Indexing and retrieval of low quality handwritten documents
MetadataShow full item record
Decades of the development in document analysis and recognition techniques has made it possible to convert large amount of documents into electronic formats and store them into computers. In recent years, the achievement in information retrieval has provided a powerful tool for prompt access to the information that lies in the documents. Inspired by the success of applications in the above two areas, in this thesis, we investigate methods that aim at improving the performance of retrieving handwritten document images. Unlike the retrieval of machine-printed documents from which we will anticipate very high OCR accuracy, the retrieval of handwritten document images is more challenging due to document analysis and recognition errors. In existing methods to retrieve handwritten document images, usually the index is built on the text collected from top- n ( n > 1) candidates returned by a word recognizer. Different weights may apply to the candidates according to their ranks.
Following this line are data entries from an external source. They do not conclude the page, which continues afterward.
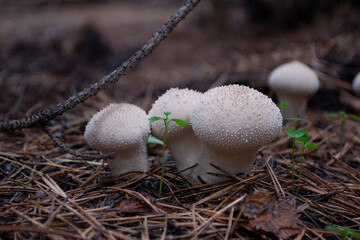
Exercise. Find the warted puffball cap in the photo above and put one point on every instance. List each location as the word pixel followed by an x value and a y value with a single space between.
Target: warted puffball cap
pixel 177 101
pixel 294 77
pixel 117 126
pixel 235 118
pixel 356 83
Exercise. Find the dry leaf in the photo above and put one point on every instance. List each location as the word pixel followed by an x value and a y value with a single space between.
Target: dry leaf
pixel 134 205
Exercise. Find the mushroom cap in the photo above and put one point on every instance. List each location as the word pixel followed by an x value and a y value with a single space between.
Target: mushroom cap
pixel 117 127
pixel 180 103
pixel 356 83
pixel 235 118
pixel 294 77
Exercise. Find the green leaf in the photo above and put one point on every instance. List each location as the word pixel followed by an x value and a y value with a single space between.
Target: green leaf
pixel 311 147
pixel 154 140
pixel 283 104
pixel 295 133
pixel 303 139
pixel 294 119
pixel 344 231
pixel 179 122
pixel 332 115
pixel 154 119
pixel 352 116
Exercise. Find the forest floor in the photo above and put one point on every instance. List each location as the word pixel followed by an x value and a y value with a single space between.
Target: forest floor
pixel 49 52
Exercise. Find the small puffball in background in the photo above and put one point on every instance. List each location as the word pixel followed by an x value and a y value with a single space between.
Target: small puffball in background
pixel 293 82
pixel 122 129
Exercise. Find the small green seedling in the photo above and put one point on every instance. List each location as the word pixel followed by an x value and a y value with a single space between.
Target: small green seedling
pixel 304 139
pixel 294 134
pixel 301 136
pixel 345 232
pixel 283 105
pixel 154 140
pixel 166 122
pixel 342 115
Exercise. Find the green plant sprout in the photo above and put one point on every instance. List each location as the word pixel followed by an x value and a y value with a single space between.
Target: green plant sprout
pixel 166 123
pixel 342 115
pixel 294 134
pixel 345 232
pixel 301 136
pixel 304 139
pixel 154 140
pixel 283 105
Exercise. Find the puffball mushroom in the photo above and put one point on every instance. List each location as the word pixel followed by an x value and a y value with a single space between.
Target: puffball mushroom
pixel 180 140
pixel 356 84
pixel 293 82
pixel 122 129
pixel 233 122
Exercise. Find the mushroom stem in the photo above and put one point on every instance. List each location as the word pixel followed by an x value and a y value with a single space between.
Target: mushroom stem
pixel 185 152
pixel 297 104
pixel 131 160
pixel 233 162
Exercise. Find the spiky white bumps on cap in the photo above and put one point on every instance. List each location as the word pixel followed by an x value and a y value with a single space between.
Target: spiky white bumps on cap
pixel 233 122
pixel 123 129
pixel 356 83
pixel 294 82
pixel 180 140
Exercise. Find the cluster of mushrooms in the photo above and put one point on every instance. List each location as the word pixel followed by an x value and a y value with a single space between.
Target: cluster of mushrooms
pixel 226 125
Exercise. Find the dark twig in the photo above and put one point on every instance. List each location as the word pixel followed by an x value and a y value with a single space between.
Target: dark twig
pixel 72 152
pixel 45 115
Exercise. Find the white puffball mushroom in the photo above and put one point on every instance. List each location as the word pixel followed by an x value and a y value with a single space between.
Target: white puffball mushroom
pixel 233 122
pixel 180 140
pixel 293 82
pixel 356 83
pixel 122 129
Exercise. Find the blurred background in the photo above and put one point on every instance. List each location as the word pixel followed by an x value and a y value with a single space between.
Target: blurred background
pixel 51 49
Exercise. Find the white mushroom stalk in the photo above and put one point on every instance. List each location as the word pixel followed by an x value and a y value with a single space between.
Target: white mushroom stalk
pixel 293 82
pixel 356 84
pixel 122 129
pixel 233 122
pixel 181 141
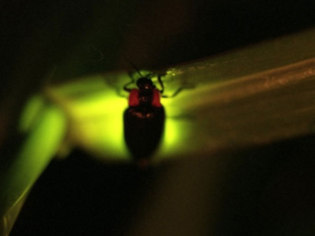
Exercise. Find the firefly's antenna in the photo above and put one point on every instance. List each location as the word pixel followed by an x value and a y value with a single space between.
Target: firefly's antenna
pixel 134 66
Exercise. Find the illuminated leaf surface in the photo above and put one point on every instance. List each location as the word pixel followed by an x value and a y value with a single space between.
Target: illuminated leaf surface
pixel 246 98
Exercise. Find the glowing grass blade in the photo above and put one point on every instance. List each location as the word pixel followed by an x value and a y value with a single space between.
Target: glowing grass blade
pixel 35 154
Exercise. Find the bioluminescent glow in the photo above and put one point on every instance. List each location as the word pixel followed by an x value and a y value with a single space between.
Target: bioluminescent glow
pixel 95 113
pixel 31 113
Effective as these primitive methods are, with the assumptions of flawless word segmentation and isolated word recognition, these methods are vulnerable by word segmentation errors and cannot take advantage of the language model which has become a standard component in the state-of-the-art handwriting recognition systems. However, incorporation of the word segmentation scores (probabilities) and language model into any existing indexing techniques in general increases the complexity of the problem. In our indexing method, we solved this challenging problem by separating the term counts from standard IR models, estimating them on the word sequence level, and plugging them back in the IR models. A fast algorithm using dynamic programming was proposed to reduce the time complexity. In addition to the application in document retrieval, we also used the word segmentation information in keyword retrieval. In another major contribution of this paper, we applied the Markov random field (MRF) modeling to the binarization problem. The MRF can precisely describe the constraint of local smoothness in the image. We can also use the constraint of smoothness to remove the grid from the form image, which is a very useful application in form image preprocessing. This research work virtually addresses a general topic in the preprocessing of degraded handwritten document images. Applications in both handwriting recognition and handwritten document image retrieval can benefit from our approach.